We know from past research(opens in new tab) that planet theft and capture can occur in densely populated star-forming areas, therefore we sought for planets caught or taken by large stars in our simulations. Our new theory for the Beasties is that they were born in their orbits as a result of a planetary robbery and were then kidnapped or taken by the huge stars. These planetary systems are often on large (at least 100 Earth-sun) orbits and are very eccentric, in contrast to the round, close-in planets that scientists believe evolved in our solar system.

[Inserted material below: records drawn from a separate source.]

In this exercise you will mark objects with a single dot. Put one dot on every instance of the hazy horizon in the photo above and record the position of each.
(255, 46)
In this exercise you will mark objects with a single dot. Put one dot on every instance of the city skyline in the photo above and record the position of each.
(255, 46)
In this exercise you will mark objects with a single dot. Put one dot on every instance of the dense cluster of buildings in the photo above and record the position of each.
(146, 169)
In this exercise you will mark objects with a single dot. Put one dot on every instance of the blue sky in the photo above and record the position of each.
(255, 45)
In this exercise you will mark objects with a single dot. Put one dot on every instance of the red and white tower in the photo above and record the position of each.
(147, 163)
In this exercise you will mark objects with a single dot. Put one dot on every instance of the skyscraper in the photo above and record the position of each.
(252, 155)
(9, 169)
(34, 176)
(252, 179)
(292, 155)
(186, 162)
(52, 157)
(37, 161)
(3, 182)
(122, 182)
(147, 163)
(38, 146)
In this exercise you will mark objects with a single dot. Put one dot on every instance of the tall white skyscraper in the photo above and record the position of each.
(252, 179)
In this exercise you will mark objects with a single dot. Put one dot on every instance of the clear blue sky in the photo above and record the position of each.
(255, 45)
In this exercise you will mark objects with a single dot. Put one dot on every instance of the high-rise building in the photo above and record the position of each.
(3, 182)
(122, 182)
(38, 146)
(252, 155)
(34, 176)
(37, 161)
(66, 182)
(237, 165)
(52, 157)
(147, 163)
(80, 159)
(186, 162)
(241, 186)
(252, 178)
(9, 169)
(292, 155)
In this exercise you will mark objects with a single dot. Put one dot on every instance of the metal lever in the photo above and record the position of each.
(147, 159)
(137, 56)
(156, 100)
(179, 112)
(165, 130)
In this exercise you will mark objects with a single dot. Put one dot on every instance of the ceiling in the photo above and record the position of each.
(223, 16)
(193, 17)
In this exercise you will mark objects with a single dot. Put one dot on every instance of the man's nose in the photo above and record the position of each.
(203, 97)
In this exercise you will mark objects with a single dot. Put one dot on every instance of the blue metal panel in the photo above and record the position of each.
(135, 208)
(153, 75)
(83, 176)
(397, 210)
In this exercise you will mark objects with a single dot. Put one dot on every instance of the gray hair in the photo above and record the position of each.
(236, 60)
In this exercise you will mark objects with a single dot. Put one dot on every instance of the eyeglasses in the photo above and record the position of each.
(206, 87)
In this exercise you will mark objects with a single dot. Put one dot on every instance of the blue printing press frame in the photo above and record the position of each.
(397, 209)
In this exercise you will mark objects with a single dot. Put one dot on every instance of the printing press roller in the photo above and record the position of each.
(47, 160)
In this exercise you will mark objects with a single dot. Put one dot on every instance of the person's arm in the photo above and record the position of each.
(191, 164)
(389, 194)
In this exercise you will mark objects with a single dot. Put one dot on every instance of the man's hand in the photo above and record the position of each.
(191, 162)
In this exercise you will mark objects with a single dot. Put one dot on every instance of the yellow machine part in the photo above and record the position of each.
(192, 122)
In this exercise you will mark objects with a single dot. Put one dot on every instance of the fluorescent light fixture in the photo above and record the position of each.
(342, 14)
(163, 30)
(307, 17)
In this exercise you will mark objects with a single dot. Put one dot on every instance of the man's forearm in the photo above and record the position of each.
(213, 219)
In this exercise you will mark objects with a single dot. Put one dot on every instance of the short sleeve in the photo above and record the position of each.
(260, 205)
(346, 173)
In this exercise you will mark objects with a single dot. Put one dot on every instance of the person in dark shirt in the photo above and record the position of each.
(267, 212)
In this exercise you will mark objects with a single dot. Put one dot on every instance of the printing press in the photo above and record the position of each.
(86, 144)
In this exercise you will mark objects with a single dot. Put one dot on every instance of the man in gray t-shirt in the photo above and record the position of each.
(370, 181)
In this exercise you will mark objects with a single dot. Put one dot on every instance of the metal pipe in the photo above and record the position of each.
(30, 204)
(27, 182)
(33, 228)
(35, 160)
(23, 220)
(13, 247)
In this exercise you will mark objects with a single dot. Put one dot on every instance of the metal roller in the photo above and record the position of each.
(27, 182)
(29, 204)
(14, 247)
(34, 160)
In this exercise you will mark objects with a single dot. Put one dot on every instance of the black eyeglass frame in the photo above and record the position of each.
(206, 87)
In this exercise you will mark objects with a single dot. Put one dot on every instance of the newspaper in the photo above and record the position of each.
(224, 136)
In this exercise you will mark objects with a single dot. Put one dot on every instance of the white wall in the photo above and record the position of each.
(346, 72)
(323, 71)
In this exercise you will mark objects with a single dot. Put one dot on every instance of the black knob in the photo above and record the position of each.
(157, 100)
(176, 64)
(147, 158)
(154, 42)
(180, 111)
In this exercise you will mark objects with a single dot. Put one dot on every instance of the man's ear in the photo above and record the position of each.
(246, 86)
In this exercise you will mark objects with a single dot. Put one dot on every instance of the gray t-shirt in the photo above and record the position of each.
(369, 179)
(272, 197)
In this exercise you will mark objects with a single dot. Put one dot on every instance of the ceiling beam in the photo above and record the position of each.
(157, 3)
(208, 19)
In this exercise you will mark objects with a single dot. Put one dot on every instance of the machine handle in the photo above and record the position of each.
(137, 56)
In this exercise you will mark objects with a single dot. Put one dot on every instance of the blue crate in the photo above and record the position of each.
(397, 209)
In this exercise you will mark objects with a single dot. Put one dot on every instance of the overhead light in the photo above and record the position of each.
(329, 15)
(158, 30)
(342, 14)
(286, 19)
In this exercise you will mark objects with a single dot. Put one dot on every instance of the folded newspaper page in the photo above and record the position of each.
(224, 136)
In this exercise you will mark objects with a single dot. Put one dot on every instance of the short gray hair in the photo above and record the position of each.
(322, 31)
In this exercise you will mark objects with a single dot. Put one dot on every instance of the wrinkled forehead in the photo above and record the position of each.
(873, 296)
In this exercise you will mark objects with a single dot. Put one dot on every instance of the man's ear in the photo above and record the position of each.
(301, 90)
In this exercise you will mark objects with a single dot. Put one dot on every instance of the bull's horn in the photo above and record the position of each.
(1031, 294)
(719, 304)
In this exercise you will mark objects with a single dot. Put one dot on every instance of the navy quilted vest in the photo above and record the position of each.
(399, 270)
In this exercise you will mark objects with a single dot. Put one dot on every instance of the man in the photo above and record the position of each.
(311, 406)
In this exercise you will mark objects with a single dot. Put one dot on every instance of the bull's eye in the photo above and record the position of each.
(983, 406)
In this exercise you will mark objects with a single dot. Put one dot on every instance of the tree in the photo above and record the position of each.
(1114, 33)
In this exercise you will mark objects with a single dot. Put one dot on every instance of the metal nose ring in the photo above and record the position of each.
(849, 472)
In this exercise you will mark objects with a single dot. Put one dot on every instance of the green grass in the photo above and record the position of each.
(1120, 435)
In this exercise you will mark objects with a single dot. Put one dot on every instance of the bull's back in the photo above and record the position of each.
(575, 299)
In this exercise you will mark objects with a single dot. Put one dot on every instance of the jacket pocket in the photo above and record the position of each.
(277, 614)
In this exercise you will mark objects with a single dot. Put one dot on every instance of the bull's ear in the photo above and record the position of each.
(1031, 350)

Perhaps our solar system has a captured planet, the elusive and speculative Planet 9, yet Jupiter and the other huge planets formed around our sun. Our computer calculations also appear to anticipate the number of these systems (one or two per star-forming zone) as well as the Beasties' orbital properties. Future investigations will offer additional information on the planets' origins, but for the time being, they are yet another fascinating finding in the realm of exoplanet study.